Police throughout the region use automated license plate readers as a crime-fighting tool, but privacy concerns have law enforcement in Montgomery County, Maryland on the defense.
Unlike in D.C., the readers in Montgomery County are mobile. For example, they can be moved into areas that have had a series of burglaries. The devices can read up to 1,000 license plates an hour. Civil liberties groups are concerned the information the readers collect can be used for non-crime fighting purposes.
Montgomery County state's attorney John McCarthy does not believe that is happening: "It's not intrusive. It's allowing us to record nothing else than what is already legally visible to anybody who watches your car pass on a roadway."
Another concern is whether police would sell the information collected to private vendors. That was on the mind of county councilman Phil Andrews as he questioned assistant police chief Russell Hamlin during a hearing Thursday morning.
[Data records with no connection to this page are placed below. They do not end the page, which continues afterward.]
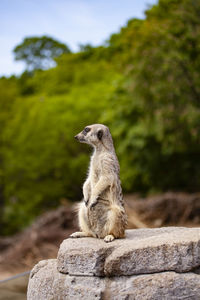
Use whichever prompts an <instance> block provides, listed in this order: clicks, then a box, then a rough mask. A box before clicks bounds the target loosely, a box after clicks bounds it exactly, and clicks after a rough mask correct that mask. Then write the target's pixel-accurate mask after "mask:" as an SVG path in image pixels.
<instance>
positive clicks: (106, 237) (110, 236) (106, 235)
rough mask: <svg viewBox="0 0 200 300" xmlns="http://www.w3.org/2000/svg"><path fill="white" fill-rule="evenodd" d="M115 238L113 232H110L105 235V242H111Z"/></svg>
mask: <svg viewBox="0 0 200 300" xmlns="http://www.w3.org/2000/svg"><path fill="white" fill-rule="evenodd" d="M114 239H115V237H114V236H113V235H112V234H108V235H106V236H105V238H104V242H106V243H110V242H112V241H114Z"/></svg>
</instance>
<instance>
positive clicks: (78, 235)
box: [69, 231, 92, 238]
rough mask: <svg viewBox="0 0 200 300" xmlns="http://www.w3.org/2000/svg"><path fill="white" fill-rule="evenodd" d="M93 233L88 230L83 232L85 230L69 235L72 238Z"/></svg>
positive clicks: (82, 235)
mask: <svg viewBox="0 0 200 300" xmlns="http://www.w3.org/2000/svg"><path fill="white" fill-rule="evenodd" d="M91 236H92V235H91V234H89V233H87V232H83V231H77V232H74V233H72V234H71V235H70V236H69V237H70V238H81V237H91Z"/></svg>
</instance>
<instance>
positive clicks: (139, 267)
mask: <svg viewBox="0 0 200 300" xmlns="http://www.w3.org/2000/svg"><path fill="white" fill-rule="evenodd" d="M198 266H200V228H176V227H164V228H156V229H135V230H127V231H126V239H120V240H115V241H113V242H112V243H108V244H105V242H104V241H103V240H97V239H94V238H83V239H81V240H80V239H67V240H64V241H63V243H62V244H61V246H60V250H59V252H58V270H59V271H60V272H62V273H65V274H69V275H88V276H91V275H94V276H115V275H116V274H117V275H118V276H119V275H120V276H122V275H125V276H126V275H129V276H130V275H135V274H149V273H155V272H162V271H175V272H188V271H191V270H193V269H194V268H197V267H198Z"/></svg>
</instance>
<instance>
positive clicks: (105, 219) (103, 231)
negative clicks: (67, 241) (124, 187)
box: [71, 124, 127, 242]
mask: <svg viewBox="0 0 200 300" xmlns="http://www.w3.org/2000/svg"><path fill="white" fill-rule="evenodd" d="M75 138H76V139H77V140H79V141H80V142H82V143H87V144H89V145H91V146H93V147H94V153H93V155H92V156H91V160H90V167H89V174H88V178H87V180H86V181H85V183H84V185H83V195H84V201H83V202H81V203H80V205H79V213H78V216H79V227H80V229H81V231H80V232H75V233H73V234H72V235H71V237H83V236H93V237H97V238H104V241H105V242H111V241H112V240H114V238H122V237H124V236H125V227H126V224H127V216H126V213H125V210H124V204H123V196H122V189H121V182H120V178H119V170H120V169H119V163H118V159H117V156H116V153H115V149H114V146H113V141H112V137H111V134H110V131H109V129H108V127H106V126H105V125H102V124H94V125H90V126H87V127H86V128H85V129H84V130H83V131H82V132H80V133H79V134H78V135H77V136H76V137H75Z"/></svg>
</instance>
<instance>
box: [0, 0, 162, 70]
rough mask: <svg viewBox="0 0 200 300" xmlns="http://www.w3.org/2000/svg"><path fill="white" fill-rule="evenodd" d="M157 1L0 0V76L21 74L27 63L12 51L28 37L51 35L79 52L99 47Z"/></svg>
mask: <svg viewBox="0 0 200 300" xmlns="http://www.w3.org/2000/svg"><path fill="white" fill-rule="evenodd" d="M156 3H157V0H0V28H1V34H0V76H4V75H5V76H10V75H12V74H20V73H21V72H22V71H23V70H24V67H25V65H24V64H23V63H22V62H16V61H14V55H13V53H12V50H13V49H14V47H15V46H16V45H19V44H20V43H21V42H22V41H23V39H24V38H25V37H30V36H42V35H49V36H51V37H53V38H55V39H57V40H59V41H61V42H64V43H65V44H67V45H68V46H69V47H70V49H71V50H72V51H77V50H78V49H79V45H80V44H87V43H90V44H91V45H93V46H97V45H100V44H102V43H103V42H105V41H106V40H107V39H108V38H109V36H110V34H112V33H115V32H118V31H119V29H120V27H122V26H125V25H126V23H127V21H128V20H129V19H131V18H144V11H145V10H146V9H147V8H148V6H149V5H150V6H151V5H153V4H156Z"/></svg>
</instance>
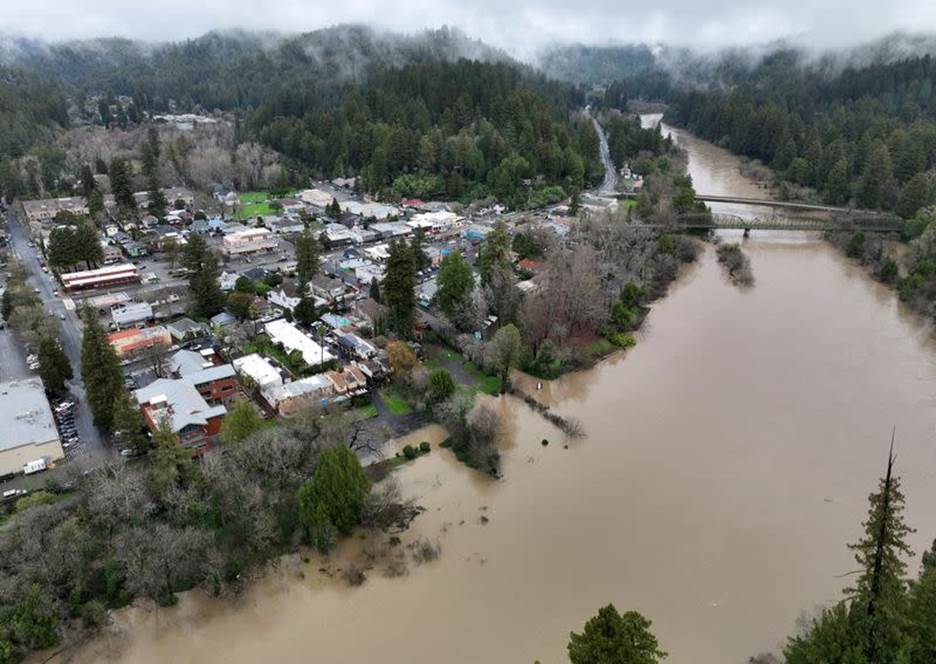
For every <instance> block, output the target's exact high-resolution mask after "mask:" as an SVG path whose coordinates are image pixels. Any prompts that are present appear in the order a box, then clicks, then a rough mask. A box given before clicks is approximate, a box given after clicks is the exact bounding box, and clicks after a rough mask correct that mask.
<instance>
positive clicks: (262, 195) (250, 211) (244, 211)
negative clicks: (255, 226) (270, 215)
mask: <svg viewBox="0 0 936 664" xmlns="http://www.w3.org/2000/svg"><path fill="white" fill-rule="evenodd" d="M295 195H296V192H295V191H287V192H285V193H284V194H283V195H282V196H281V197H282V198H289V197H292V196H295ZM238 196H239V197H240V206H239V207H238V209H237V215H236V217H237V218H238V219H253V218H254V217H263V216H267V215H275V214H276V210H274V209H273V208H272V207H271V206H270V203H271V202H272V201H273V194H272V193H271V192H269V191H245V192H243V193H242V194H238Z"/></svg>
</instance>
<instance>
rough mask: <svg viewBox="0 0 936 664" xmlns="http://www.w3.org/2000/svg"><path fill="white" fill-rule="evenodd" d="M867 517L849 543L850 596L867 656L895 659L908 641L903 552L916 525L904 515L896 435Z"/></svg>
mask: <svg viewBox="0 0 936 664" xmlns="http://www.w3.org/2000/svg"><path fill="white" fill-rule="evenodd" d="M868 501H869V503H870V507H869V509H868V518H867V520H866V521H865V522H864V523H863V524H862V526H863V527H864V531H865V534H864V537H862V538H861V539H860V540H859V541H858V542H856V543H855V544H850V545H849V547H848V548H849V549H851V550H852V551H854V552H855V560H856V561H857V563H858V564H859V566H860V573H859V576H858V580H857V582H856V584H855V586H854V587H852V588H849V589H847V590H846V593H847V594H849V595H850V596H851V598H852V614H853V616H854V620H855V622H856V623H857V624H858V625H860V627H859V629H860V631H861V633H862V636H864V637H865V643H866V644H867V645H866V655H867V658H868V661H869V662H874V663H875V664H885V663H886V662H895V661H896V660H895V658H896V656H897V654H898V653H899V652H900V651H901V650H902V648H903V647H904V646H905V643H904V642H905V635H904V632H903V615H904V610H905V603H906V598H907V585H906V582H905V581H904V578H905V575H906V571H907V564H906V562H905V561H904V557H909V556H911V555H912V554H913V552H912V551H911V550H910V547H909V546H908V545H907V543H906V537H907V535H909V534H911V533H913V532H914V531H913V529H912V528H910V527H909V526H907V525H906V524H905V523H904V520H903V510H904V496H903V493H902V492H901V490H900V478H899V477H896V476H895V475H894V452H893V440H892V441H891V450H890V453H889V454H888V458H887V471H886V473H885V475H884V477H883V479H881V481H880V485H879V487H878V490H877V491H876V492H874V493H872V494H871V495H870V496H869V497H868Z"/></svg>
"That would undermine the public's confidence in the technology, as well as be unethical," says Andrews. "Absolutely, I asked earlier for a little bit of confidence in this so we could use it the right way. If we were to do that, the public should have no confidence in this."
Whether or not the technology compromises privacy, evidence shows that it is effective at law enforcement. Police saw that license plate readers were instrumental in locating a stolen car in the case of murdered American University accounting professor Sue Ann Marcum.
A George Mason University study show that about one-third of large police departments across the country use license plate readers.